Agora, porém, que a Tunísia, o Egipto e a Líbia tremeram, no modo como estavam a viver no início do século XXI, é bem altura de os povos latinos começarem a interessar-se muito mais pelo quotidiano de Marrocos, da Argélia e das demais terras que os árabes conquistaram no século VII, ao instalarem-se em Kairouan, ao sul de Cartago.
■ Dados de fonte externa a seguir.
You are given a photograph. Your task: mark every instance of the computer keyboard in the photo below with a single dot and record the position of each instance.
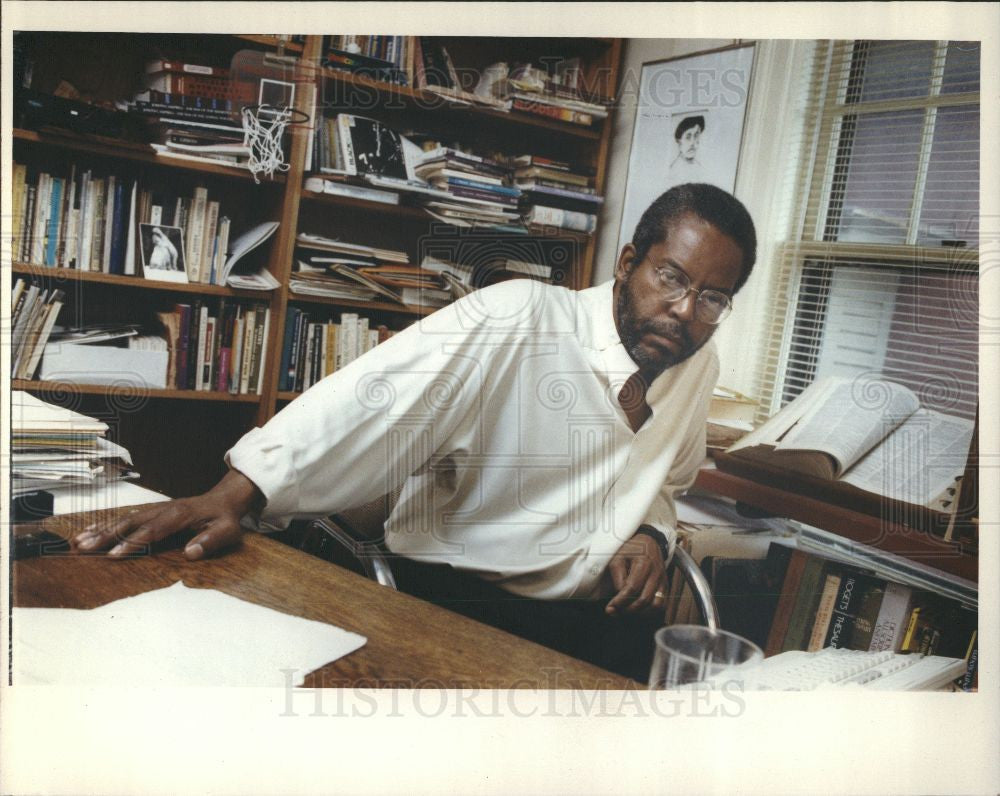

Os árabes e os berberes que eles submeteram são os seres humanos que ocupam todo o espaço compreendido entre o Sara Ocidental e a Síria, numa série de sistemas políticos que nada têm a ver com os da União Europeia, espécie de fortaleza essencialmente cristã que vai das ilhas dos Açores a toda a profusão de ilhas que a Grécia tem.
Depois de o Presidente egípcio Hosni Mubarak ter sido forçado a abandonar o Cairo, a imprensa internacional concentrou-se numa espécie de surto revolucionário que poderia abalar a Líbia, a Argélia, Marrocos e o Iémen, entre outras terras habitadas por muçulmanos, na sua maioria jovens, em busca de novas formas de vida.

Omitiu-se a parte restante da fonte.